How to obfuscate email links

gtirloni · February 27, 2023, 6:29pm

I want to add a link to my email but I want to make it harder for non-humans to harvest it.

It seems I cannot have something like “user at domain dot com” in a mailto link. The Markdown gets broken somehow.

Any suggestions?

jsonbecker · February 27, 2023, 7:48pm

FYI I have had a link to my email address on my page for a long time (not my real email, but one that works) and I’ve received 0 spam. That said, your best bet is a real link on say, a Contact page and using robots.txt to make that page not indexed.

gtirloni · February 27, 2023, 8:12pm

thanks for the advice. glad to hear micro.blog is not targetted by spambots (yet?).

I’ve opted to create a typeform form and embed it into the page. it seems to work fine.

sod · February 27, 2023, 8:47pm

There’s no way to protect yourself 100 % from crawlers. If there’s a way for humans to click your mailto link, sophisticated email scrapers will find it. There are strategies like encoding the address (using HTML entities or URL encoding) or obfuscating the address with JavaScript. But they will only trick the most naïve bots.

Instead:

don’t publish your email address and use a (spam protected) form
or use a service like Apple’s Hide My Email to get a unique address (if you get overwhelmed with spam, just generate a new one)

Or, just publish your email address and let your spam filter take care of the spam.

gtirloni · February 27, 2023, 8:59pm

Yep, that’s what I’m doing. Not looking for 100% protection.

Miraz · February 27, 2023, 9:16pm

Thanks Jason. I think this would be useful information in the @custom blog. Suppose I had a page at https://example.com/about/ which includes an email address. Can you tell me:

where would I put the robots.txt file on a hosted blog?
what would that file contain (if this was all it had in it)?
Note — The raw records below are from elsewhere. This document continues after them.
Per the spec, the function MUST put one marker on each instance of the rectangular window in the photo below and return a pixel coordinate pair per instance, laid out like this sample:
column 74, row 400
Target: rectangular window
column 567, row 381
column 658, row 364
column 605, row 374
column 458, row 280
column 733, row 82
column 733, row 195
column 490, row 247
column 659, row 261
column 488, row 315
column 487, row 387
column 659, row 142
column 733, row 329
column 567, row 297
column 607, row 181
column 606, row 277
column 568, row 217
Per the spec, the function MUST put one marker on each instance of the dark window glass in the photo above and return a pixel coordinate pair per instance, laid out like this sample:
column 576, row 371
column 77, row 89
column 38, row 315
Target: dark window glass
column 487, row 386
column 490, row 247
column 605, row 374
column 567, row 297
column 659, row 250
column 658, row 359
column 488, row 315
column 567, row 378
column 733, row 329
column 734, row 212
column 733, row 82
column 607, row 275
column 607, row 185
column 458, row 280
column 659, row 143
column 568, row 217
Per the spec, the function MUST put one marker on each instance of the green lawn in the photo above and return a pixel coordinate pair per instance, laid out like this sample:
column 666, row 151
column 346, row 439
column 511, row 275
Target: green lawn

Miraz · February 27, 2023, 9:17pm

Good suggestion re Hide My Email.

jsonbecker · February 27, 2023, 9:41pm

https://help.micro.blog/t/search-engine-indexing/63/31

This is a good link – basically you can override it in your template and do something like:

User-agent: *
Disallow: /contact

Miraz · February 27, 2023, 9:45pm

Thanks.

sod · February 27, 2023, 10:21pm

@jsonbecker @Miraz This is a great tip to prevent well-behaving crawlers, like search engines, from indexing a page. But bad actors, like email address scrapers, will just ignore the robots.txt and scrape the page anyway.